Having two very good coaches interested in your team is not bad, not ball at all.


----------



## Petey (Aug 23, 2002)

Wow, I wonder who Jackson would do with this team. Going froma team with 2 of the top 5 players in the league, to another team with 2 of the top 5 players in the league, than to the Knicks?

No offense it is going to be a hard adjustment.

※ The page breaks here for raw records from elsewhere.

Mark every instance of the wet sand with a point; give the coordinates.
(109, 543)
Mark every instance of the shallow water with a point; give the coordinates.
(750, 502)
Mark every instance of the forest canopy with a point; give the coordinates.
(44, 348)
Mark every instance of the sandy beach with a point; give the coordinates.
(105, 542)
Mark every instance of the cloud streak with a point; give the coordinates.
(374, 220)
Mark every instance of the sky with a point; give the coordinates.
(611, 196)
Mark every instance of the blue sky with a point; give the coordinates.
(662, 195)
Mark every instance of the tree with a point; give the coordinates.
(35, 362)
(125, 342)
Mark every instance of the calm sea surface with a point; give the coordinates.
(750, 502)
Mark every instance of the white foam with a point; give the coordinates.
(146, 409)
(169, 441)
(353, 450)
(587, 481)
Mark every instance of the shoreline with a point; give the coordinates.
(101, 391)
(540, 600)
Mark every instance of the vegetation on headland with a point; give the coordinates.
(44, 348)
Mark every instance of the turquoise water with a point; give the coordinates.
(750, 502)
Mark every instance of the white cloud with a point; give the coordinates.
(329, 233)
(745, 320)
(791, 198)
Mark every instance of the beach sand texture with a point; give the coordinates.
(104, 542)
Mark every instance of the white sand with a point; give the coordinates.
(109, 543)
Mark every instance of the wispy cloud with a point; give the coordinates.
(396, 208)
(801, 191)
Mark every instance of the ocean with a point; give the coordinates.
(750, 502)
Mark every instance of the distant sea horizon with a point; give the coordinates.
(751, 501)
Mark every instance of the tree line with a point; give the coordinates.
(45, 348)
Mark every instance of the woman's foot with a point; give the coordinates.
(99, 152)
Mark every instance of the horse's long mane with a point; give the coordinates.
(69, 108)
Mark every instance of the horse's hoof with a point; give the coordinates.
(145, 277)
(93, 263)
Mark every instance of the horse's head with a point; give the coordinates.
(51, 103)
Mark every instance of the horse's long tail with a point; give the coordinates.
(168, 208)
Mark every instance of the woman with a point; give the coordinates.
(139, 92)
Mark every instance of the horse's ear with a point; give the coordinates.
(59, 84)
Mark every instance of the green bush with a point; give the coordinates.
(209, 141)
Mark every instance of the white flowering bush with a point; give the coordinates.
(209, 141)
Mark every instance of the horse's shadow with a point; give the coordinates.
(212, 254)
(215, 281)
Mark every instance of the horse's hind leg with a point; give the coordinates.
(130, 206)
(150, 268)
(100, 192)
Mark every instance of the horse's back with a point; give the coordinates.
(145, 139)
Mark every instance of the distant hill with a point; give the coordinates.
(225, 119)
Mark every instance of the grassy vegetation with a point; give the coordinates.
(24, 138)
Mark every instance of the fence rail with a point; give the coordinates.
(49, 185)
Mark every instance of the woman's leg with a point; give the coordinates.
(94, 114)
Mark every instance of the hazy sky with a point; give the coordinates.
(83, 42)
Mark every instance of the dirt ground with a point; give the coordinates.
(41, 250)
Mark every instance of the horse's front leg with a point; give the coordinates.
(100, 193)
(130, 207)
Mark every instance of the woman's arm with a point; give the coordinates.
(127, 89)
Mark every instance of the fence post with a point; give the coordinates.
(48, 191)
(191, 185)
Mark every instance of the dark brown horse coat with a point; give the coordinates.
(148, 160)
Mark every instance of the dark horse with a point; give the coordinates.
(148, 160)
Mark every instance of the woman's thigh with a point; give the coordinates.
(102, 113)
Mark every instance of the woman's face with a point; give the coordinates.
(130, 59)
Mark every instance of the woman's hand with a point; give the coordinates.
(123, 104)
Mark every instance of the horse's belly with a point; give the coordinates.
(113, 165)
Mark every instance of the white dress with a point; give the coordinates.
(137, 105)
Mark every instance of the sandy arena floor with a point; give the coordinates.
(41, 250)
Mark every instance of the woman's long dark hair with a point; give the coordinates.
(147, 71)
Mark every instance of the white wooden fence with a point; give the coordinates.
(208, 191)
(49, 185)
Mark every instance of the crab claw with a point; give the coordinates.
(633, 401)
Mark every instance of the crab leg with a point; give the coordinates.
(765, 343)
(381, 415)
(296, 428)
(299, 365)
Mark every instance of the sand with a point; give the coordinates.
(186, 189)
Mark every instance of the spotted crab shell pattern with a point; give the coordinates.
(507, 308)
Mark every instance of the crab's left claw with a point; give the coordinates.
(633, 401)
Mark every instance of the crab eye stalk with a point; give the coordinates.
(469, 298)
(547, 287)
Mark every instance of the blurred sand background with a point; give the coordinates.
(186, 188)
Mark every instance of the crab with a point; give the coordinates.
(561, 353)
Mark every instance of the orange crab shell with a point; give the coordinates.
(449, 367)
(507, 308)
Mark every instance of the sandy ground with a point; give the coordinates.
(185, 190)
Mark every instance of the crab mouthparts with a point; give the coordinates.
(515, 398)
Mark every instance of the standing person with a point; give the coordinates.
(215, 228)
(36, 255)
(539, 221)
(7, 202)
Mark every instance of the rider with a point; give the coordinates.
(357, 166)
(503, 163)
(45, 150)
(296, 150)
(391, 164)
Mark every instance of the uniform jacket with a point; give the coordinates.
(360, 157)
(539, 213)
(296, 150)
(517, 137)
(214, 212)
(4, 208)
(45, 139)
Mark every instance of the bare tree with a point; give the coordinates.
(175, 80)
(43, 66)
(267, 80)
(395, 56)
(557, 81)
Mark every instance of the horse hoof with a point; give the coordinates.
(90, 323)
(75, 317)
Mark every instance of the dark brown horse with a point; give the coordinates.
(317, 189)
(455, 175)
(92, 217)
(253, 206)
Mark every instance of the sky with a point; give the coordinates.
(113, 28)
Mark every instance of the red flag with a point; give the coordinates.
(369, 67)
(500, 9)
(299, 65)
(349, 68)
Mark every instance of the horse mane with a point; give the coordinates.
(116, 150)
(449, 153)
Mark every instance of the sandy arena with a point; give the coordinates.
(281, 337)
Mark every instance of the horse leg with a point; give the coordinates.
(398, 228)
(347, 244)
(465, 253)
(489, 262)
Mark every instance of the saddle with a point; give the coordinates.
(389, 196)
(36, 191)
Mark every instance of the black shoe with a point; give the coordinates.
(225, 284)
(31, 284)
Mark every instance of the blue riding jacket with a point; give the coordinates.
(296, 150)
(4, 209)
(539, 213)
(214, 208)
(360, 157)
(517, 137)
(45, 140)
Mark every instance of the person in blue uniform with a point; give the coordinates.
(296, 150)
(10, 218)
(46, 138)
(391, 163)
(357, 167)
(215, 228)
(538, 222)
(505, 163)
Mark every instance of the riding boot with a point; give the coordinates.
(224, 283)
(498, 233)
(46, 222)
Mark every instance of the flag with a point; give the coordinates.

I wonder if he will be able to keep his "Zen"-ness.

-Petey


----------



## Weasel (Oct 18, 2003)

Let the battle for Brown begin 



> It's natural that Brown would want the Knicks' job. After all, he knew Red Holzman before Phil Jackson did. But if he has a choice between coaching Stephon Marbury or Bryant, he'd have to choose the latter, even if Tomjanovich called the team's 24-19 record, as of last Wednesday, "miraculous." Things are bad in L.A., compared to the Shaq-Kobe years. Lamar Odom isn't showing that he's a viable No. 2 option on a contending team. But the future in L.A. isn't nearly as bleak as it is in New York.


----------



## Weasel (Oct 18, 2003)

Shaq: I'd like to see Phil return 



> Of course, Jackson is viewed by many as the leading contender for the Knicks' job, but O'Neal endorsed current coach Herb Williams as more than an interim coach. "Could [Jackson] come up here?" Shaq asked. "Probably. But I'd like to see Herb get a guaranteed contract so he could relax a little bit, and then everything could fall in place. Good guy."


----------